NA TERÇA-FEIRA, 5 DE NOVEMBRO, o dia até que estava a correr bem. Um Sporting a defrontar um dos maiores da Europa, num desafio épico que vai ficar na memória dos adeptos, como ficaram os cinco que deu há muito muito tempo (1964) a outro Manchester, o United. Com o golo madrugador do City, pensei que a coisa estava perdida, nisto de futebol sou homem de pouca fé, e desliguei por meia hora. Não sou o único sportinguista que reage desta forma. Creio que o embaixador Seixas da Costa sofre do mesmo mal e lembro sempre o Eduardo Prado Coelho que assumia a irracionalidade (e se há irracionalidade, é no mundo do futebol) da sua superstição: convencido de que o Sporting, perdia sempre que via o jogo na televisão, simplesmente deixou de ver. Neste caso, os deuses do futebol quiseram uma saída em grande e aos ombros do Ruben Amorim. Boa, isto é um bom prenúncio para a noite eleitoral americana, pensei eu. O que faz a felicidade de ter a equipa favorita a ganhar…

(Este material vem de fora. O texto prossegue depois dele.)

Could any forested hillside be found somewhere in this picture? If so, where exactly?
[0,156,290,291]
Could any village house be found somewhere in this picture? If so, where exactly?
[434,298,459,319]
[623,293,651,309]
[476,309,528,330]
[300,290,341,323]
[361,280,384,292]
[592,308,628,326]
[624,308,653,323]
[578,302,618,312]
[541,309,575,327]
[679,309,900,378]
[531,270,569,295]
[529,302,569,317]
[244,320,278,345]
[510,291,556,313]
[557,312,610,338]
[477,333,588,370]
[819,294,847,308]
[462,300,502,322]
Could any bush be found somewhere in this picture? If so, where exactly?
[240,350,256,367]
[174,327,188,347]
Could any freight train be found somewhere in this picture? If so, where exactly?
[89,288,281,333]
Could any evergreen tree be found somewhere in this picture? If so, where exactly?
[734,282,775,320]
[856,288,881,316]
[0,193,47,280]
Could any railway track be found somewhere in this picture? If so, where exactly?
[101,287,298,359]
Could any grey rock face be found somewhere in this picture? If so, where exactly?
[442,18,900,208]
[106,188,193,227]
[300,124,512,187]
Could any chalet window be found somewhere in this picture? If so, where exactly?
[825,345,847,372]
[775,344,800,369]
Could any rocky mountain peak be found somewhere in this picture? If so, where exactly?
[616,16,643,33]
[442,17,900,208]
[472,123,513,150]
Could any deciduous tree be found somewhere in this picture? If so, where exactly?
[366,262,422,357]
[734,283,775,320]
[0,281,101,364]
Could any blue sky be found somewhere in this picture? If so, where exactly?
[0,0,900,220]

Os sinais dos primeiros números eram contraditórios, mas já a apontar para a vitória de Trump. Com uma ténua esperança me fui deitar e a primeira coisa que fiz ao acordar foi ler a informação mais recente no telemóvel. Com os piores augúrios a cumprirem-se. Fiquei mesmo frustrado e preocupado. Já com a certeza de quem seria o vencedor, lá fui continuar a faina azeitoneira. Mas a antecipação dos 4 anos em que iria suportar aquele figurão nos media, distraíram-me e acabei a atropelar com o trator o varejador mecânico que ficou para sempre incapaz de cumprir a sua tarefa. Por culpa do Trump, claro está. Um parênteses para estranhar os comentadores que agora desataram a dizer que o resultado era o esperado, que a Kamala era fracota, nem vai merecer uma nota de rodapé na história da América. Agora até já dizem que não se quis entender o povo, o que o povo queria, fechados na nossa bolha mediática. A esses eu apenas digo que a história da bolha vale para os dois lados. E que não era um problema de bolha. Era uma questão de convicções. E essas, podem rebentar todas as bolhas, vão continuar. E é bom lembrar a História: também foi o povo que, em janeiro de 1933, colocou Hitler no poder na Alemanha.
A frustração foi aliviada pelas tibornas em azeite novo, ligeiramente picante, a fazer-me recuar até aos tempos de criança, quando as melhores tibornas, pão torrado mergulhado na tina que recebia em bica o azeite acabado de fazer, eram feitas num dos três lagares que funcionavam na aldeia. Um dos lagares era semi-industrial, impessoal, não dava; o outro tinha um mestre mal encarado que não dava confiança à miudagem e havia o terceiro, o mais velho, que aceitava de braços abertos quem quisesse fazer uma tiborna ou comer uma bacalhoada.
E no final da semana, já conformados, aninhámo-nos na música. Na sexta, na Covilhã, com os Tinderstics e no sábado, a fechar o Dia dos Sinos, no auditório da Fábrica da Criatividade, que encheu para ouvir o magnífico Convite de um Miguel Carvalhinho desconcertante na guitarra de 10 cordas e na viola beiroa, em duo com a clarinete de Pedro Ladeira. Um espaço cénico concebido pela equipa da Fábrica da Criatividade a fazer jus ao nome e que incluiu a arte ilustrativa de Horácio Carvalhinho. Dois tipos de música diferente, em comum as deslumbrantes paisagens sonoras introspetivas que nos ofereceram.